Funaki guardó silencio por un momento.
—Entonces me temo que tendrá usted que seguir resolviendo problemas, Tim. Estamos aquí arriba, atrapados.
—¿Qué es lo que ha pasa...?
—¡Aquí la central! —Era la voz de Lawrence—. Por favor, contesten.
—Perdone, Michio. —Con el ceño fruncido, Tim intentó orientarse entre todos aquellos indicadores—. Estaré con usted enseguida, tengo a Dana Lawrence, un momento. Maldita sea, ¿cómo se cambia de canal?
Su hermana se incorporó con la mirada vacía, lo hizo a un lado y tecleó con el dedo en un campo que parpadeaba.
—¿Dana? Soy Lynn.
—¡Lynn! Por fin. Hace media hora que estoy intentando...
—Esa frase puede guardársela, ya nos la ha dicho Funaki.
—Estoy encerrada en el hombro derecho.
—Bien, ya la llamaremos.
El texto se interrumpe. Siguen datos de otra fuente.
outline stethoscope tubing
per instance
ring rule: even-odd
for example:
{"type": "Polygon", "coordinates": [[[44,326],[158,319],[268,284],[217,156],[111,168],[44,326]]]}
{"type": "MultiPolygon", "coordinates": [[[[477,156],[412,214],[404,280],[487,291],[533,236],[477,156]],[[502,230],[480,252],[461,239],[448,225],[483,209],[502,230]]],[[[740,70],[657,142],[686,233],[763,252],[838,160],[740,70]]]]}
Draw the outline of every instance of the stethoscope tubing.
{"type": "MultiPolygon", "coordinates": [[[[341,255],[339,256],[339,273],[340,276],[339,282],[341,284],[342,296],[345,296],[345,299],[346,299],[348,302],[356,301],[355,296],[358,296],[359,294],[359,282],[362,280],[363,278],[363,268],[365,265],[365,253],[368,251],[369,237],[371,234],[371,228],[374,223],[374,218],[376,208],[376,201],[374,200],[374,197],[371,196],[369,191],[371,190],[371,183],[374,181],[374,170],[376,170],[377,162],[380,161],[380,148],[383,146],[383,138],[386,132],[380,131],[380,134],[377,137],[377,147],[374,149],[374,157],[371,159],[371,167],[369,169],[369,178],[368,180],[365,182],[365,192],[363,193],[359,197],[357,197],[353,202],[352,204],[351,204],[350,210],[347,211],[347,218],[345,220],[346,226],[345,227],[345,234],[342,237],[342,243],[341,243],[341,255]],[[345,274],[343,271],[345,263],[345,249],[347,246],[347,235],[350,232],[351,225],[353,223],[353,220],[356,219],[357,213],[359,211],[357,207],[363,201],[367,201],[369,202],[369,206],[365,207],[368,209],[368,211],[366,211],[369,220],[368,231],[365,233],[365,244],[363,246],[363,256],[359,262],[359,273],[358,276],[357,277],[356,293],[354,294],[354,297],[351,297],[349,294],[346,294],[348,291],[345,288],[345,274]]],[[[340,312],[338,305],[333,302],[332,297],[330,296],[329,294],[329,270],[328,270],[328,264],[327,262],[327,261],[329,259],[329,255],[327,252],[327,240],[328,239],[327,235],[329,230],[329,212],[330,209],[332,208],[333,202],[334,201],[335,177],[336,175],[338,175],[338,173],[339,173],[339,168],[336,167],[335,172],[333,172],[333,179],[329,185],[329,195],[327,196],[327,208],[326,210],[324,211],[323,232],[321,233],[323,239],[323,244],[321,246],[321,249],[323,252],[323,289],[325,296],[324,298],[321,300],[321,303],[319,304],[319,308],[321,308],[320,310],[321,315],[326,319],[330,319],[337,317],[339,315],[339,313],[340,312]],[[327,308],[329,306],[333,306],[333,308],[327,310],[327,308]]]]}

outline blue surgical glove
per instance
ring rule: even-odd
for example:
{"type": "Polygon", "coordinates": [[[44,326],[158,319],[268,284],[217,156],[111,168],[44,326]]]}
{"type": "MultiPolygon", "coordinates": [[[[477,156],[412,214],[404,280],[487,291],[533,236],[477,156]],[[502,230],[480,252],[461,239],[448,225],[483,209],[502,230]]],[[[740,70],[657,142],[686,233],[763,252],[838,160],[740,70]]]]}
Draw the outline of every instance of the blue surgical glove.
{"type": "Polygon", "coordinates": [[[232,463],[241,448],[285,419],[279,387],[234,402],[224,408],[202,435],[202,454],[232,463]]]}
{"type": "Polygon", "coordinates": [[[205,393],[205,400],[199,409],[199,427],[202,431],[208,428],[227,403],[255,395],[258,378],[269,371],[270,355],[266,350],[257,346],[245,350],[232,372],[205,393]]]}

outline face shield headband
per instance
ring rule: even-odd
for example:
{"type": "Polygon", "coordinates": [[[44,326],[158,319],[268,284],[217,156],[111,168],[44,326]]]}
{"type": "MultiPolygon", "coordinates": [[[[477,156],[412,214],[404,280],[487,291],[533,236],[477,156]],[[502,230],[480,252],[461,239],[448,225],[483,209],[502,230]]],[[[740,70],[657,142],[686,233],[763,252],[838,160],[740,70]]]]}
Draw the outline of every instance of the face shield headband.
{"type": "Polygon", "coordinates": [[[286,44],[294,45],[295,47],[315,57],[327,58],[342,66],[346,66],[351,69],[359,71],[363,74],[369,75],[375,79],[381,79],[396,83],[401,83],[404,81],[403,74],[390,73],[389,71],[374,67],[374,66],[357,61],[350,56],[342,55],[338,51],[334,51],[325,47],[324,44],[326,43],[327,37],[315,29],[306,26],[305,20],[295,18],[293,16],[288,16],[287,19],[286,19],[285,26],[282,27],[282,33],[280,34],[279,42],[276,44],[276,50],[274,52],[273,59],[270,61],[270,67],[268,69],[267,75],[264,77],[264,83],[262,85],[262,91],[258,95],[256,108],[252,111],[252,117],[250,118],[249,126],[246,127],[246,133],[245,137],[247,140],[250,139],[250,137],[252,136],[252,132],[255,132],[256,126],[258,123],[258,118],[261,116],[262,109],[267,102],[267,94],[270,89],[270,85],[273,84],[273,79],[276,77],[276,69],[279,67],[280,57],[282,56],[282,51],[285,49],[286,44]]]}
Manténgase en contacto.
—Pero debo...
—Cierre el pico, Dana. Sencillamente espere a que alguien quiera jugar con usted.
—¿Qué ha dicho? —explotó Lawrence.
—Ah, y otra cosa... Está usted despedida. ¿Michio? —Lynn, sin más, dejó a la enfurecida directora del hotel en
stand-by—.
Soy Lynn Orley. Descríbame la situación.